South-eastern Spain, 2016-2018

In autumn 2016, 2017 & 2018 we had the opportunity for some visits in South-eastern Spain. Although fall may be not the perfect season for reptiles, we had some splendid time there: The late summer drought in combination with the hard lateral light created a somehow magic atmosphere. The Baetic Mountain Range is an area of extreme contrasts. From deserts to large pine forests and cold and windy plateaus: We saw all of this during our journeys. This report is less a systematic documentation but rather an album of our impressions. The result is a quite personal compilation – enjoy!

Overview of the visited areas
Overview of the visited areas

1. Province Almería

 

The Almería province has some of the driest areas in Europe. With Sierra Nevada in the north-west, very little rain reaches the coast. This is particularly apparent in the Parque Natural del Cabo de Gata with its bare coastal hills of volcanic origin.
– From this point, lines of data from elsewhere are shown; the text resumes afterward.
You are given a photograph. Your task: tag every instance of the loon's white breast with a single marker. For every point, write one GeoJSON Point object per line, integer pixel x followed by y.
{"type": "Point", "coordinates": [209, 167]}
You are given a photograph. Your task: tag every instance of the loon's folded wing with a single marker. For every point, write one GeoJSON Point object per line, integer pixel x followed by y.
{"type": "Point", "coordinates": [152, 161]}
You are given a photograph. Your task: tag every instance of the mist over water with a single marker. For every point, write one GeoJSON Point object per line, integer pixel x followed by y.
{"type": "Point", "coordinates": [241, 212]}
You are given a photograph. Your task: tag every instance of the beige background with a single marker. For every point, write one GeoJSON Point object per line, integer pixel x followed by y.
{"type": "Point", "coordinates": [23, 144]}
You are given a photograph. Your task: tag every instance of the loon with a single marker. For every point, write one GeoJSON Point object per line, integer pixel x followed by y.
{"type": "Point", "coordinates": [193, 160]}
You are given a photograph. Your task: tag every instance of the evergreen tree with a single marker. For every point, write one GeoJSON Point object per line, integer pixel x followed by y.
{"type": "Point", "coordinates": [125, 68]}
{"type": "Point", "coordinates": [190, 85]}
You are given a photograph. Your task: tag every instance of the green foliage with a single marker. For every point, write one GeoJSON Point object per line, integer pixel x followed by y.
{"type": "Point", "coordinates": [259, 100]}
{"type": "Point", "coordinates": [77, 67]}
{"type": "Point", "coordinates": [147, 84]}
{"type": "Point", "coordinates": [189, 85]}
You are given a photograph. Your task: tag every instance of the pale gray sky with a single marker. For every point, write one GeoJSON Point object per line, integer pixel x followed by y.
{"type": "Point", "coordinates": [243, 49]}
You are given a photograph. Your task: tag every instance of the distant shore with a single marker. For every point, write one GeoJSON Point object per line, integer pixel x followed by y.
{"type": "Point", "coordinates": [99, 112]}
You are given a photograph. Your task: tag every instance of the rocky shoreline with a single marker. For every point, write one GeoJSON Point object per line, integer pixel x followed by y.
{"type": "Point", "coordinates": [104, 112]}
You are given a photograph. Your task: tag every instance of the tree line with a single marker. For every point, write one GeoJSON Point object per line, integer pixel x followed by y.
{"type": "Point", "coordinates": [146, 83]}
But we had fortune: Obviously, there had been some rainfall before our visit and there was plenty of lizard activity. Also in the nearby Desierto de Tabernas, despite of the desolate and hostile landscape, we were lucky enough for numerous lizard encounters.

2. Province Granada – Sierra Nevada

 

The Sierra Nevada in the Granada Province is the highest mountain range of the Iberian Peninsula with some peaks of more than 3000 m altitude which are still snow capped in autumn. As these mountains aren’t very steep, they appear less high as they actually are – until you start hiking… The Sierra Nevada skiing slopes are inhabited by some interesting lizards which occur up to altitudes above 2000 meters. Although it was quite cold up there, there was still lizard activity. In these mountains, Podarcis vaucheri (Andalusian Wall Lizard), Podarcis hispanicus and Podarcis liolepis (Catalonian Wall Lizard) can be found, and sometimes it may be hard to distinguish between them.

3. Province Jaén

 

The western part of the Jaén Province is an agricultural landscape with some isolated mountain ranges waiting to get explored. One of them is the Sierra Mágina with the Peña de Jaén of 2100 m altitude. A lonely mountainscape with beautiful stone oaks. Some thirty kilometres east, another mountain range, the Sierra de Cazorla, bears some treasures like the endemic Algyroides marchi (Spanish Algyroides). Here the Guadalquivir – the big Andalusian stream – has its source. The Nacimiento del Río Guadalquivir is some national shrine for the Andalucians being highly frequented by flamenco groups on weekends. During the week, it is a silent place with plenty of lizards and an enchanting scenery.

4. Sierra de Castril and Sierra de Segura

 

East of Sierra de Cazorla, the pre-Baetic Mountain Ranges continue with the Sierra de Castril and Sierra de Segura. In the deep Río Castril valley we wanted to search for Algyroides marchi but upcoming rain spoiled this. In the Sierra de Segura we were lucky: Apart from the mentioned species we found plenty of other lizards in the remote area of the Río Segura headwaters. These mountains are covered with endless pine forests – the Bosques del Sur: A green landscape which appears almost mislocated in arid Andalucia. These ancient forests could be the definition of silence.

5. Province Murcia

 

The western part of the Murcia Province consists of sparsely populated windy plateaus. A rough and bare but fascinating landscape. Further east, the isolated massif of Sierra Espuña is worth a visit: On the peak area, there are several “Pozos de la Nieve”: stone buildings in which people collected snow in winter to sell it later on in towns and harbours – a pre-refrigerator industry. This area has an interesting herpetofauna and the mountain peaks are inhabited by Timon nevadensis (Sierra Nevada Ocellated Lizard). We also had a short stay at the coast east of Cartagena with its beautiful beach areas full of Acanthodactylus erythrurus.

6. Province Albacete – Sierra de Alcaras

 

Back to the mountains: The Albacete Province has a rather bad reputation due to its monotonous agricultural landscapes. However, in the southern part there are some nice mountain areas. Particularly the mountains north of Riópar – the Sierra de Alcaras – are a laid-back place and poorly researched. Further south, the Parque Natural de Los Calares del Mundo y de la Sima with its famous Río Mundo river source attracts numerous weekend tourists, but also there, you will find plenty of forgotten corners with beautiful nature.

7. Epiloque: Northern Valencia

 

We had a final coastal stay in the Sagunt area north of Valencia. But despite of the agreeable beach life, we couldn’t but go back to the mountains. In the hills north of Chóvar with their beautiful stone oaks we had some nice final encounters with the local herpetofauna – a nice farewell... Travelling through the mountains in southeastern Spain is highly addictive – we definitely have to come back again.